Nodüllerin büyük bir bölümü elle muayene ile ele gelmez. Büyük bir bölümü küçük nodül olup, ultrason taraması sırasında tesadüfen belirlenir. Kanser riski açısından büyük nodülle küçük nodül arasında bir fark yoktur. Bu nedenle belirlenen her nodül kanser riski açısından değerlendirilmelidir. Bu şekilde yapılan titiz bir değerlendirme ile gereksiz tiroid ameliyatları engellenir.
Tiroid nodülü görülme oranı kadınlarda erkeklerden 4 kat fazladır ve yaş ilerledikçe bu sıklık artar.

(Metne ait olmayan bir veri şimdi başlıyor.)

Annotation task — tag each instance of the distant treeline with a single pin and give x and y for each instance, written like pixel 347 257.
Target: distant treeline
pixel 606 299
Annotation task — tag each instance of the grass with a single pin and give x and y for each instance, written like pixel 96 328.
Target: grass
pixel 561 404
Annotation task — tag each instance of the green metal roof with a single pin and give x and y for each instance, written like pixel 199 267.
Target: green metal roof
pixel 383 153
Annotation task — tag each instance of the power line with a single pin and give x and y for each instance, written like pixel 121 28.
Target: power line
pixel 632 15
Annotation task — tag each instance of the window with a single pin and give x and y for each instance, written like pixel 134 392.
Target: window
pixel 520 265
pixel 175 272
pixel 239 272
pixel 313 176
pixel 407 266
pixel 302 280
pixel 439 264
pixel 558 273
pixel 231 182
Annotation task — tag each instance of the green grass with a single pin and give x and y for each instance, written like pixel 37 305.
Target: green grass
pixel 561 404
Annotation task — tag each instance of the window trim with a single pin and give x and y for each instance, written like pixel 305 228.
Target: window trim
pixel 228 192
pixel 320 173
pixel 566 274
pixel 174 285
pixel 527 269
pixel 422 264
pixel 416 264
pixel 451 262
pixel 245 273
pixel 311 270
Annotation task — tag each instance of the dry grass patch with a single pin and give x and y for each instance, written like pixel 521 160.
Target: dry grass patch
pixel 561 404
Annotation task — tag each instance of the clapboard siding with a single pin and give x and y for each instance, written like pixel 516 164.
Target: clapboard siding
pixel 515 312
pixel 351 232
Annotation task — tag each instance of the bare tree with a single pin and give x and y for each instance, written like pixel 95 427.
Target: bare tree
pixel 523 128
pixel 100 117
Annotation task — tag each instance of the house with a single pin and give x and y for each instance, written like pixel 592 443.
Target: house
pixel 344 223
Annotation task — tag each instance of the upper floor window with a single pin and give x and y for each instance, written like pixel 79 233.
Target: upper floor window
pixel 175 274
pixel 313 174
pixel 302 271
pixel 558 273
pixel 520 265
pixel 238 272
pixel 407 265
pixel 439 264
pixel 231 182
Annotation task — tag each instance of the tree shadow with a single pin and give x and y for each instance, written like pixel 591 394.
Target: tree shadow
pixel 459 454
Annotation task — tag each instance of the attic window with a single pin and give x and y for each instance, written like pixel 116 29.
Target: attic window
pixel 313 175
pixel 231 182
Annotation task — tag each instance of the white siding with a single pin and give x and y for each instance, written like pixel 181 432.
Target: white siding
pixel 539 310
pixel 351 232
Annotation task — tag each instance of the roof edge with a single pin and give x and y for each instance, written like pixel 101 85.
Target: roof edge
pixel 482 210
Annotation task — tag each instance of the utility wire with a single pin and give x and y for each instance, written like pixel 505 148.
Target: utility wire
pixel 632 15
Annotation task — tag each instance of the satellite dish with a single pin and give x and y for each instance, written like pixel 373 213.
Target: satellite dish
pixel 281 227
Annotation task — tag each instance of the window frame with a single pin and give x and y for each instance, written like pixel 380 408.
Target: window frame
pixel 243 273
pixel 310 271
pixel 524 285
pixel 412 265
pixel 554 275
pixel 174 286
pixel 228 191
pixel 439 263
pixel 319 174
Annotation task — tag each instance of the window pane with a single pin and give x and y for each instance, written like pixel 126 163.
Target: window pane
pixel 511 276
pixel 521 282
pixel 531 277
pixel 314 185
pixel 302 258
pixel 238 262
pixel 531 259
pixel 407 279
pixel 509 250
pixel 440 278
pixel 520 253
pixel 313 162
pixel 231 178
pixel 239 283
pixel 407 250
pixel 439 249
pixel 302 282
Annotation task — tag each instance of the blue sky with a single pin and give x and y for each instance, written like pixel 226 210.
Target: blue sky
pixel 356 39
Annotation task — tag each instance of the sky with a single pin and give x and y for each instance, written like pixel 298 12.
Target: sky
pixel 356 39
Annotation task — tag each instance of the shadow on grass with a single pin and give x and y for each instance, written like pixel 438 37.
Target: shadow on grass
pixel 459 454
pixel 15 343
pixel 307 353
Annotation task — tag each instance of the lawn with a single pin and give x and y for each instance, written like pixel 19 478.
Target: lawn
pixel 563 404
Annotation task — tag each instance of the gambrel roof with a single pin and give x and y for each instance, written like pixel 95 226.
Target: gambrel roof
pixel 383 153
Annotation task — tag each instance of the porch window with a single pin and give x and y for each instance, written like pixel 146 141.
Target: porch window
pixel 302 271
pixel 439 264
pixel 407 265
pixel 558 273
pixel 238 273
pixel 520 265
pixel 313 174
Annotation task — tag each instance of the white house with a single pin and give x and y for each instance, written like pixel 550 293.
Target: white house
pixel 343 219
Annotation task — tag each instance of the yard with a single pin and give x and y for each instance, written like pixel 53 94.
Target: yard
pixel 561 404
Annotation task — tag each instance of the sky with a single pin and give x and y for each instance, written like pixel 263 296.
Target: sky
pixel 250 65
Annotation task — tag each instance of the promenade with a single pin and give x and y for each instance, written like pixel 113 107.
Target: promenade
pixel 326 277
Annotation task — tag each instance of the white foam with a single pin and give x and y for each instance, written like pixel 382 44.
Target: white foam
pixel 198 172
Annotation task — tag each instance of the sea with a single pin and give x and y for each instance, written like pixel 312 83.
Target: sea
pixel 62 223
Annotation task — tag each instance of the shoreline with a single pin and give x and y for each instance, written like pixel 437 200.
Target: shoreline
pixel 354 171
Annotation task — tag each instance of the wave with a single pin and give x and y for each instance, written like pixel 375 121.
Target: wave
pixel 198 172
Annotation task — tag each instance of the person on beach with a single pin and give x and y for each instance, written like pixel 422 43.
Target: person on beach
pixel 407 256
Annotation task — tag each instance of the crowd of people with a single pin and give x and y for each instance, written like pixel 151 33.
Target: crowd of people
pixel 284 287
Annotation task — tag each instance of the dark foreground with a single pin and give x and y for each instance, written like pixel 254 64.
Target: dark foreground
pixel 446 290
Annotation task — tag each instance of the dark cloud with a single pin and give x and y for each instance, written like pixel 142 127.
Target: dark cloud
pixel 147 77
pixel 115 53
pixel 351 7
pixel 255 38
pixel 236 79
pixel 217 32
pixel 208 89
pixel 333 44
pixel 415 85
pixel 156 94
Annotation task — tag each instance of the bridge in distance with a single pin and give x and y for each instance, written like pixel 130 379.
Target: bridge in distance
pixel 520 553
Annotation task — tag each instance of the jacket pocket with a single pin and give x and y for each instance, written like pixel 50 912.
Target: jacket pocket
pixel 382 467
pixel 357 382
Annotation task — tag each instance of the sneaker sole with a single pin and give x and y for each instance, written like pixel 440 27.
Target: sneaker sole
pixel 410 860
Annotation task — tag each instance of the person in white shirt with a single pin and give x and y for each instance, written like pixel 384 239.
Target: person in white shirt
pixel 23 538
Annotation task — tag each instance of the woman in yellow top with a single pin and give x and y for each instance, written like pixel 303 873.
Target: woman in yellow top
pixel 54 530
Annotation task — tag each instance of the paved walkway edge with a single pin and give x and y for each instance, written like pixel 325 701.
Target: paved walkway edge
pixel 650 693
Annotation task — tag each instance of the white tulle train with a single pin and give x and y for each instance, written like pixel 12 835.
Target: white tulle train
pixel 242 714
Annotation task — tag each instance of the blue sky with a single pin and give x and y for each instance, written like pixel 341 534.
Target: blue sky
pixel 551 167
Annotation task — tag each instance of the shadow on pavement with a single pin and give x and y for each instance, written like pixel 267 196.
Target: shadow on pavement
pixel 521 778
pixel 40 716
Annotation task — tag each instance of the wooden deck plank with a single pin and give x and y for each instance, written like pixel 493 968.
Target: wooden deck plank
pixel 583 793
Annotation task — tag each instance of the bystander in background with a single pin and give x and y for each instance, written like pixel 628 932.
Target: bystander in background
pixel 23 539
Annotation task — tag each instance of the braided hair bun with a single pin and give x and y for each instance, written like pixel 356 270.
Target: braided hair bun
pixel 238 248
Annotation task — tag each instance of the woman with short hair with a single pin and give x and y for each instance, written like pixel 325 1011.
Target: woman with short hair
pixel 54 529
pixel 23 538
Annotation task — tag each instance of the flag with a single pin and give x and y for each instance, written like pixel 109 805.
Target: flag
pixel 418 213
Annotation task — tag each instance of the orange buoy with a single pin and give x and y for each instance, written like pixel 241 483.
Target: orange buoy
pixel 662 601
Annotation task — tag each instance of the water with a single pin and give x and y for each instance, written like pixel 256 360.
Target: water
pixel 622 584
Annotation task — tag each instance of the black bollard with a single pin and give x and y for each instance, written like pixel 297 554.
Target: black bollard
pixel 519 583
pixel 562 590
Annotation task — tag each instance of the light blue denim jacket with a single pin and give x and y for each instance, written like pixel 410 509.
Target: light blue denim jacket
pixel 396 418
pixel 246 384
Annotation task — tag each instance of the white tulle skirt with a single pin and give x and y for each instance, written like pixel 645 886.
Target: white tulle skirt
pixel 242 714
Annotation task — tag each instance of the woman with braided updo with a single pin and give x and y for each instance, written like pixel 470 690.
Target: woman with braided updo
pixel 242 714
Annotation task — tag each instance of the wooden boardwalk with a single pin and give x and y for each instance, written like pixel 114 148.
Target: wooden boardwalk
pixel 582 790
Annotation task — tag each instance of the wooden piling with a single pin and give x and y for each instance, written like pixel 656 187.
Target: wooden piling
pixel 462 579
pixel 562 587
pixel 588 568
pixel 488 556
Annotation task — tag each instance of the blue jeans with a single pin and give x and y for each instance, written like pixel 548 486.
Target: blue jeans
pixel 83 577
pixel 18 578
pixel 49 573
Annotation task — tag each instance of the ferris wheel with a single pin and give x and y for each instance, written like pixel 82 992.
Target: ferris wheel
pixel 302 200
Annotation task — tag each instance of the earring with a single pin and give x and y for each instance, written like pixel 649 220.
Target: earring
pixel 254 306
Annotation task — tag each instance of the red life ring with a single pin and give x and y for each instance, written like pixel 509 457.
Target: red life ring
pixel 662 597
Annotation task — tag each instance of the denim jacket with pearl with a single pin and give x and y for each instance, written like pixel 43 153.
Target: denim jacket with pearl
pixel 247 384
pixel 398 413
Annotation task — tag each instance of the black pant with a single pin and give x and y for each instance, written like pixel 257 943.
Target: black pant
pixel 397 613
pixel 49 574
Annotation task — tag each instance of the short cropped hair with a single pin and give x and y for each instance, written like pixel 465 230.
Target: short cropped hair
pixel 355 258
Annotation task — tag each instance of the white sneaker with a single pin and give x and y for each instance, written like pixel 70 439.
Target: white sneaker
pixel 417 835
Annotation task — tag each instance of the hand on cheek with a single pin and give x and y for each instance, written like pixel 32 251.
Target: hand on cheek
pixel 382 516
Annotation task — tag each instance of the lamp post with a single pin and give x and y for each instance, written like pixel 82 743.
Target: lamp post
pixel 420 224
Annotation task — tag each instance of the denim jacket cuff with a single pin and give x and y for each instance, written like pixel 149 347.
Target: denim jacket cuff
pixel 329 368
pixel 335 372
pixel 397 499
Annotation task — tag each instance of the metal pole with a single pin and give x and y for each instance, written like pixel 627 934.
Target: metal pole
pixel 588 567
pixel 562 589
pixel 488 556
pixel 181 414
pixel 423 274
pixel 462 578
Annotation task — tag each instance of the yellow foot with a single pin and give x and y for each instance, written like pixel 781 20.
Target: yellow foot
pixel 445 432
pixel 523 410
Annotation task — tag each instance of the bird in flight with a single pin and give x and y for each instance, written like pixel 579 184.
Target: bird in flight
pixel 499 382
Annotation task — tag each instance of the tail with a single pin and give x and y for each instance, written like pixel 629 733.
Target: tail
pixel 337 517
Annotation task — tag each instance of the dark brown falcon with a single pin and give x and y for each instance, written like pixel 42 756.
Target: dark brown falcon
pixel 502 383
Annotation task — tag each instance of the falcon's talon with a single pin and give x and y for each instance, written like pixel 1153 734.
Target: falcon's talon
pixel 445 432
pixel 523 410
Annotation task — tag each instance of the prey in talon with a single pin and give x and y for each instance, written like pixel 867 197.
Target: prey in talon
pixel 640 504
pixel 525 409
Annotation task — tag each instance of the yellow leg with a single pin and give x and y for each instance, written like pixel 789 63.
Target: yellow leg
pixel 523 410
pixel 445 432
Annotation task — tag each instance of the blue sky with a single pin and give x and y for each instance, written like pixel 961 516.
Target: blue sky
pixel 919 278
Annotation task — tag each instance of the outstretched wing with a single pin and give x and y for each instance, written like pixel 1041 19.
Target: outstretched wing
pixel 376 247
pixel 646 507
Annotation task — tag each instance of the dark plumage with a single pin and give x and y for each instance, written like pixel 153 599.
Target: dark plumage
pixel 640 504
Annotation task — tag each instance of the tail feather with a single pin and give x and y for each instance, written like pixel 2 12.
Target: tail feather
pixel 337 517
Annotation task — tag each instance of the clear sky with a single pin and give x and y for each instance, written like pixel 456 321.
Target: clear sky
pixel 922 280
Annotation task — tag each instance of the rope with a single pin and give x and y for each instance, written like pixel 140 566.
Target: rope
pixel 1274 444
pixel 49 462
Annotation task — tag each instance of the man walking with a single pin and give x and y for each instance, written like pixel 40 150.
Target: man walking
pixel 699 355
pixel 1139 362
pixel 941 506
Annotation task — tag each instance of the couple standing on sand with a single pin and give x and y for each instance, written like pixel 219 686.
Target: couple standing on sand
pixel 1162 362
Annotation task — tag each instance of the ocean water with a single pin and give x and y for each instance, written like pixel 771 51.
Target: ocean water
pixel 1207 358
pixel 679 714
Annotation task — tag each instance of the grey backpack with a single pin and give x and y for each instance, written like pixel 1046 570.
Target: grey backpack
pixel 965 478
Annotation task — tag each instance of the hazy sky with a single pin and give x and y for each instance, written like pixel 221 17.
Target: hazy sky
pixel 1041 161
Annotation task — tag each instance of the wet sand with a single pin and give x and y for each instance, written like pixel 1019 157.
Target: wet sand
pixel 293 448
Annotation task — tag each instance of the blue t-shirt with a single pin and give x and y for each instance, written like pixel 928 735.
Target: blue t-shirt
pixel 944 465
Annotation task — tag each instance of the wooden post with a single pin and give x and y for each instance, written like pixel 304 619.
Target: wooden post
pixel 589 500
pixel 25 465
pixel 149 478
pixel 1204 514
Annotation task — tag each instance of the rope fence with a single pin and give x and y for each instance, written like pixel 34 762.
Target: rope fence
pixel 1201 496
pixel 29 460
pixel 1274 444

Tiroid nodüllerinde kanser oranı, risk faktörlerine bağlı olarak %5-15 arasındadır. Erkeklerde kanser riski daha yüksektir. Kanser olasılığı yönünden tek nodül ile çoklu nodül arasında belirgin bir ayrıcalık yoktur. Belirlenen nodüller büyük oranda çoklu nodül olup, tiroid bezinin her iki lobunda bulunur.
Günümüzde ultrasonografi, tomografi, MR gibi görüntüleme yöntemlerinin çok fazla kullanılması nodüllerin görülme sıklığını arttırmıştır. Başka nedenlerle çekilen PET grafide tiroid nodülünde tutulum olması, bu nodülde kanser riskinin %30 olduğunu gösterir ve biyopsi yapılması gerekir. Tiroid nodüllerinin incelenmesinde ultrasonografi ve iğne biyopsisi altın standarttır.